Using Gephi parameters to visualize network

By combining all the suspicious four data sets provided by insider we might detect people who mostly communicate and also changing settings of Nodes Ranking by size to Degree, In-Degree and Out-Degree we can see which people mostly getting calls, emails, invitations and which people sending the most respectively. Layout for network used in this case is Frutcherman Reingold layout. By hovering on the images we can see the details.




By using Filter feature we might find out by which exact communication type individuals connected to each other. To find out which employees making suspicious purchases we will use Filter -> Attributes -> Partition -> c-type(Edge)


Merging the suspicious data set with large dataset

By applying the same methods for creating node and edge data set I have merged suspicious Source and Destination IDs with 4 larger data sets and concatenated them for further analysis of the suspicious group interrelations with other people from the large dataset. Individuals names previously recognized as suspicious when dumping into the big dataset have been changed to “Label_Ins” which means insider provided individual. Therefore, I have 1640 Nodes and 1816 Edges in Gephi. By changing the Layout to Force Atlas 2 we are getting nicer representation for our network, however by applying Modularity measure under Statistics Tab we will disintegrate our graph into clusters such called “Mafias”. Ezgif.com-optimize.gif
To get better decomposition into the communities I tick Randomize. Modularity makes sense if it is greater than 0.4. In our case Modularity = 0.588 and we have 6 communities. Layout of the network graph was changed to ForceAtlas2 and scaling was adjusted to 7.

Modularity white background.png



Showing only by degree might be not enough, therefore we are applying some statistics measures to identify betweenness centrality, closeness centrality and eigenvector centrality. From betweenness we can detect people who act as a bridge between other people in a network. I have changed the size and filtered out the nodes to see clearly people who has higher betweenness. Next, we will measure the Closeness Centrality which shows individuals who can influence the entire network most quickly. We filter out people with highest Centrality measure. And finally to find out the people who can have an influence not only over the people that they are connected but to the whole network we may calculate the Eigenvector Centrality.

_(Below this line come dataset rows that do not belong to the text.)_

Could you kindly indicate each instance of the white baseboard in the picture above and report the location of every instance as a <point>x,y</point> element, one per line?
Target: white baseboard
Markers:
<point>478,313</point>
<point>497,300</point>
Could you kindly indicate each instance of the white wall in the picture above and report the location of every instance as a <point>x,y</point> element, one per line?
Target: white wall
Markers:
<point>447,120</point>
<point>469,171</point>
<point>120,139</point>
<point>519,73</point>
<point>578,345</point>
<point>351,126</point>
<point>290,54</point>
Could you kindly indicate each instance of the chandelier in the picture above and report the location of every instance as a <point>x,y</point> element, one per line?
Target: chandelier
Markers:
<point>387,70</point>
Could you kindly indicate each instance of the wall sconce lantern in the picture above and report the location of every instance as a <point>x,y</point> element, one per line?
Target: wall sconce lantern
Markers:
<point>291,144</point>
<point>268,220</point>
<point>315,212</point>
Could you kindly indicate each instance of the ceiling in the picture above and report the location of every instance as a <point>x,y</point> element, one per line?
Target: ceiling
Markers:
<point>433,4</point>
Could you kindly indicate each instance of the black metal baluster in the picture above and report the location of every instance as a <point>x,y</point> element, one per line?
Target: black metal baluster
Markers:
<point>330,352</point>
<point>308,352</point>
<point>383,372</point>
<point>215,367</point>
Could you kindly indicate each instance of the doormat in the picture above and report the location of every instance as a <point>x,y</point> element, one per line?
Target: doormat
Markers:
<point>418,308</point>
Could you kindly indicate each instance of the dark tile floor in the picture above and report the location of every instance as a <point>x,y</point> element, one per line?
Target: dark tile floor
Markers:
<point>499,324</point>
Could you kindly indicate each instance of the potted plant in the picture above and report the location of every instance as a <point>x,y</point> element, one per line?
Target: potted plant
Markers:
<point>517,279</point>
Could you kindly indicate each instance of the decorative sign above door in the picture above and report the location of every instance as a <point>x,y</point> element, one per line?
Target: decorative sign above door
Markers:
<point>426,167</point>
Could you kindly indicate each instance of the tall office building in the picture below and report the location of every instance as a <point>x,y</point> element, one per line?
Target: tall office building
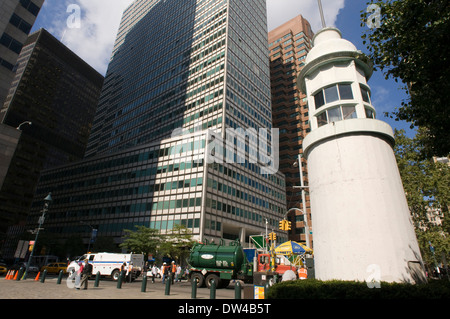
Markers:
<point>196,67</point>
<point>57,92</point>
<point>16,20</point>
<point>362,221</point>
<point>289,44</point>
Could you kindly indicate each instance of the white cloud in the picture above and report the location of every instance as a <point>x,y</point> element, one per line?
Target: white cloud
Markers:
<point>93,41</point>
<point>281,11</point>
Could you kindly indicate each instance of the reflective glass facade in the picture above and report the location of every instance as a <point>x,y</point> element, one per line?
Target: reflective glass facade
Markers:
<point>58,92</point>
<point>197,67</point>
<point>288,46</point>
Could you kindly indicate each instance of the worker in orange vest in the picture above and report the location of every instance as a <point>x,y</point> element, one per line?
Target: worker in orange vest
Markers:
<point>173,270</point>
<point>302,273</point>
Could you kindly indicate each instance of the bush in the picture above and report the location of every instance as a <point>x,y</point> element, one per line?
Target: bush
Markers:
<point>337,289</point>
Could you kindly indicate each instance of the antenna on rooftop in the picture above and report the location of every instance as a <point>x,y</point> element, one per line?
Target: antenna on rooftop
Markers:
<point>321,14</point>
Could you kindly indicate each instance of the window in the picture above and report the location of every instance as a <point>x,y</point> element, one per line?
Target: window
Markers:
<point>333,93</point>
<point>319,99</point>
<point>348,112</point>
<point>345,92</point>
<point>322,119</point>
<point>369,113</point>
<point>365,94</point>
<point>335,114</point>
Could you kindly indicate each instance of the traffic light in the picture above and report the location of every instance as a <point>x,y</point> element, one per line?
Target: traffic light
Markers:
<point>272,236</point>
<point>288,225</point>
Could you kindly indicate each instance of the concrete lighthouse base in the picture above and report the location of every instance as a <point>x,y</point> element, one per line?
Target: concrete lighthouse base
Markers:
<point>362,226</point>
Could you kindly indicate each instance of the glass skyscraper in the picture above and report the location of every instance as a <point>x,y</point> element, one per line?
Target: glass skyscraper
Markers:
<point>184,76</point>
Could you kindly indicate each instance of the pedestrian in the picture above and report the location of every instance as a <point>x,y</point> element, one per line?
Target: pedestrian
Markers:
<point>78,275</point>
<point>302,273</point>
<point>154,272</point>
<point>85,274</point>
<point>173,270</point>
<point>123,270</point>
<point>165,272</point>
<point>178,274</point>
<point>130,272</point>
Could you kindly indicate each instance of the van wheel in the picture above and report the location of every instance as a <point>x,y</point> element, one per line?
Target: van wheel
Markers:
<point>200,279</point>
<point>212,277</point>
<point>115,274</point>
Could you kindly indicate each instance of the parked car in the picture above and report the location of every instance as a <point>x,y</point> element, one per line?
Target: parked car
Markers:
<point>55,268</point>
<point>31,268</point>
<point>3,270</point>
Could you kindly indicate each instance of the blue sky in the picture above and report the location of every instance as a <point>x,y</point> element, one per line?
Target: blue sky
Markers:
<point>99,20</point>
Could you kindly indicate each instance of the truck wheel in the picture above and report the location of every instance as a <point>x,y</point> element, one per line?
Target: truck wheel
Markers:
<point>212,277</point>
<point>200,279</point>
<point>115,274</point>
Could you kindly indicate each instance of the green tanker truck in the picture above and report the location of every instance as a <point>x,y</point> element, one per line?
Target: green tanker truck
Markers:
<point>223,263</point>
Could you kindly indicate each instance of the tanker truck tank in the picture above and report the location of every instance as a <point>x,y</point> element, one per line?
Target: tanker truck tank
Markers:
<point>220,263</point>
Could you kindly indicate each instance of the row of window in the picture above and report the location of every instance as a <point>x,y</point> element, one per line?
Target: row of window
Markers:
<point>11,43</point>
<point>337,92</point>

From modularity above it is obvious that some people in between the clusters and by hovering on that nodes we find out some individuals that connect ‘bosses’ of that clusters. To remove people who only communicate once I will create a filter where the Degree measure is greater than one and take only people who communicated at least two times and subsequently I will remove people from each cluster that communicate only with their boss that might not be considered as suspicious individuals. After removing individuals who only communicates with only their boss in the specific community I left with 59 nodes and 228 edges, where 19 nodes was recognized by the insider as suspicious and there are the bosses of big and small communities, however, 40 people also are related to previously identified suspicious people because they play the bridge role between the bosses of several communities.

Methodology for Question 3

By assigning the betweenness value to the color of nodes which will show who is the bridge between the individuals in the network and closeness value to the size of nodes which will demonstrate which individuals may reach the whole network more quickly, I am going to construct the organizational structure of the group defined in the 2nd question.

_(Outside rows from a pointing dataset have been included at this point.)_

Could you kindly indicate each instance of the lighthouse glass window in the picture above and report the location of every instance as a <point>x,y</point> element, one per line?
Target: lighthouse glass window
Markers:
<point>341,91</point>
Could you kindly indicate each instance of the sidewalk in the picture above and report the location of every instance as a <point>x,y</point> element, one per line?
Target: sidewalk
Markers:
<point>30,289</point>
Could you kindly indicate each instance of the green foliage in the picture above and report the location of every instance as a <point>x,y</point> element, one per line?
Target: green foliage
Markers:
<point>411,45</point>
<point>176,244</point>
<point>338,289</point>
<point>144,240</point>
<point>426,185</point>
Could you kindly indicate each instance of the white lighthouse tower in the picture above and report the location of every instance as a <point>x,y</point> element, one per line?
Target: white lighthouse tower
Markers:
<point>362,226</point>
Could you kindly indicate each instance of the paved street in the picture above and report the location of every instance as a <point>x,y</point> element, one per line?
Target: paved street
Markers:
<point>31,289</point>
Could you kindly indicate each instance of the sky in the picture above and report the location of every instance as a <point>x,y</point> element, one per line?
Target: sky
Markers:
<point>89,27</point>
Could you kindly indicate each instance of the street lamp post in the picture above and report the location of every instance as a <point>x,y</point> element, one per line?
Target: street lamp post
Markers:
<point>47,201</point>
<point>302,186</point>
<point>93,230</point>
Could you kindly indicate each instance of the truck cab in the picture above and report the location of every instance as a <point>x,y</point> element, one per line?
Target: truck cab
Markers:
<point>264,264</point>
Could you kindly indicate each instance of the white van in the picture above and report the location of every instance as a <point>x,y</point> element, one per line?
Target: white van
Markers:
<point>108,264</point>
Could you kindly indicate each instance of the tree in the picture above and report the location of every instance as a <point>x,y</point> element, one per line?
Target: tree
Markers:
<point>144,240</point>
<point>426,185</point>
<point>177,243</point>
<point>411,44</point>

To construct and make the organizational structure easily understandable I am using Dual Circle Layout and in parameters of the layout changing order nodes by Closeness Centrality.


To demonstrate the group composition change by the connection type, I am going to use Filter by c-type and show separately all the connections. To better demonstrate the connections between individuals I have applied Yifan Hu layout.



To show the group interactions over time I Filtered from Attributes -> Partition -> Year to catch exact years and added Month into the Year`s filter to drill down and see in which months there were higher communication intensity.